There have been many days I forgot to throw my iPad in my car for therapy or just did not have the toy I planned on using for a given session. Those days I usually have at least a page of artic pictures on hand, like these ones from Mommy Speech Therapy.
Here are some go-to ideas when you just have to make it work:
1) Skittles Artic Therapy:
A summer favorite. Child produces a target word 3X each in accordance with their particular goal (word, phrase, sentence, etc.) and then receives a Skittle to place on the word.

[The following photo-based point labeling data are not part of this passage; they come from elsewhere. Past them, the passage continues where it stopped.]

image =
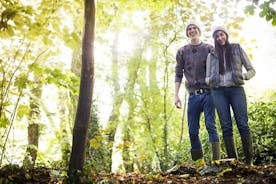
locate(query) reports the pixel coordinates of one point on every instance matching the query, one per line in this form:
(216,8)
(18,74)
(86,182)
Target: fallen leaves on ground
(232,172)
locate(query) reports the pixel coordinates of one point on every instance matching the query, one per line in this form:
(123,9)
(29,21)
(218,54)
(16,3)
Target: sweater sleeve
(208,69)
(179,67)
(250,71)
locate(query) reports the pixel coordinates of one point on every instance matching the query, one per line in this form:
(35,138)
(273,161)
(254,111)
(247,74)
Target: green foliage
(262,116)
(267,10)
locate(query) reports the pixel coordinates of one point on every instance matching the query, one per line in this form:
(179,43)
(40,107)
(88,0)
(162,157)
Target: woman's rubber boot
(215,150)
(247,148)
(230,147)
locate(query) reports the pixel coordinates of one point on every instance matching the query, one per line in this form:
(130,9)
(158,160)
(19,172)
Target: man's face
(220,37)
(193,31)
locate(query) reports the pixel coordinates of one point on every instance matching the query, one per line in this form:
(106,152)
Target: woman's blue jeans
(234,97)
(196,105)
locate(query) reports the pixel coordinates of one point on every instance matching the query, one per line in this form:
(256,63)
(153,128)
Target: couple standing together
(214,79)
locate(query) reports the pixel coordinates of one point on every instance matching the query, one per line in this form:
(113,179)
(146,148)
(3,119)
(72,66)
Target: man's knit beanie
(192,23)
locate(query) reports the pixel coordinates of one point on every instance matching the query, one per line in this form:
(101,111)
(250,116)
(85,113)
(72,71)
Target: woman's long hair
(228,55)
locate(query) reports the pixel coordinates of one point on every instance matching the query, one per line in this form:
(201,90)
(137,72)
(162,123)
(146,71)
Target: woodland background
(134,126)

You can both be a different color of Skittle and attempt to get the most "correct" productions while incorporating auditory awareness and self-monitoring or the child can attempt to fill in the entire page himself.
2) Tic-Tac-Toe:
You and the child take turns placing X's and O's on words produced correctly __ number of times. Whoever gets a row first or the most number of rows by the time the page is completed wins.
3) Wh- Questions:
Who makes the sound "meow"? (/c/at); "What do you put on when it's cold outside?" (/c/oat). Great way to incorporate drill into a language-based activity. Using the phrase, "I spy something that..." is often more well-received by kids as you're tricking them into thinking you're playing a game. Like always.
4) Hide-N-Seek:
Cut pictures apart (or tear them apart if you're really unprepared, like me sometimes ;)) and hide them in various places around the room or child's home. Having fun targeting prepositions, past tense verbs, artic drill at the same time! Works great for phrase or carrier phrase-level work ("I found a _______!", "I saw a _______!")
5) Accordion Drill:
Fold paper up like an accordion so there is only one row showing at a time. Let child pick a favorite color marker and mark through each picture with a shape of their choice (heart, circle, x) as they produce in X-number of times and then "unfold" the paper as each row is finished. Great for kids who are intimated by a huge sheet of pictures for drill and like fine-motor activities such as coloring).
6) Word Hunt:
Search for each object in the child's room or home (parent permitting). Talk about each object's function or if it is an abstract object or idea such as "hot" you might talk about it simply through conversation.
7) Sound Hunt (does not need pictures):
Great for auditory awareness. Move throughout the room and label objects with a single word, asking the child to identify the presence of their target sound with a "thumbs up" or "thumbs down".
8) Thumbs Up/Thumbs Down:
Produce each word picture both correctly and incorrectly (but not one following the other). Ask the child to be the teacher and identify your productions as correct or incorrect with "thumbs up" or "thumbs down".
9) Go-Fish/Matching:
Print off two pages of said artic pictures and cut them up to form a quick and easy matching or Go-Fish game.
10) Something Blue/Red/Green, etc.
Target colors while identifying target words and incorporating drill. May need to fold up the page of pictures to reduce the number of possibilities so the child is not overwhelmed.
What is one of your go-to activities for artic drill?